I always understood that she had been rare for her generation of women, and also that she and my father's mother, Miriam Glasband, had both been young teens when each graduated from college (Mary graduated from Columbia University at age 15 with a degree in pharmacy and opened the first pharmacy in Hells Kitchen).
I did not understand until recently through good old Ancestry.com that it was not in fact my grandmother's father William John Turnbull Doak who had the early colonial background, it was Nallie. I heard so many confusing, apocryphal stories about her youth, such as "the house burned down and Nallie helped her 6 sisters escape and her father and mother died." This would have been in Columbia, MO, so there is probably some story of a fire there, at some point after the Civil War.

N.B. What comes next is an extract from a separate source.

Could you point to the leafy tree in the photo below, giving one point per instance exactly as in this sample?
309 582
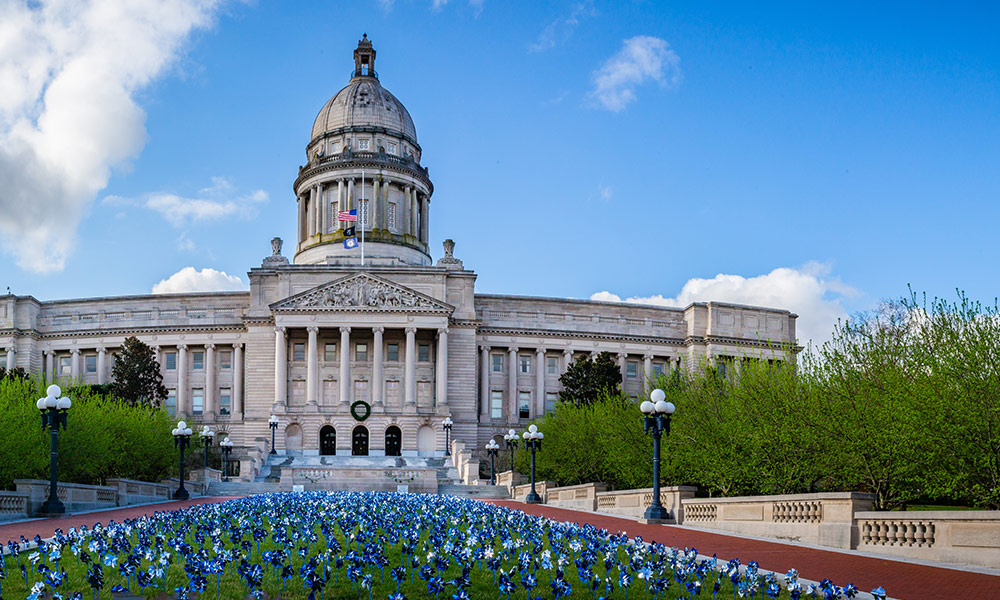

Nallie's father was William Q. Sexton and her mother, Mary Bowman. Both have ancestry back to the earliest Colonial days in America. Some are New Englanders and others are Virginians. There are Bostwicks and Warriners and Spencers and Whitmans and Wyatts and Gentrys and Lees. Once you get back pre-Revolution, people married cousins, and marrying partners were a lot more scarce than they are today. There were no Eugene Glasbands around to provide a completely different heritage and perspective.
But also, once you get back pre-Revolution, you will find that just about everybody traces back to British nobility, and in my case, in multiple cases. But rather even than the Wyatts, I would in a million years, want to pick Nallie to be my forebear. I am so sorry I never got to know her, and so glad she is my great-grandmother.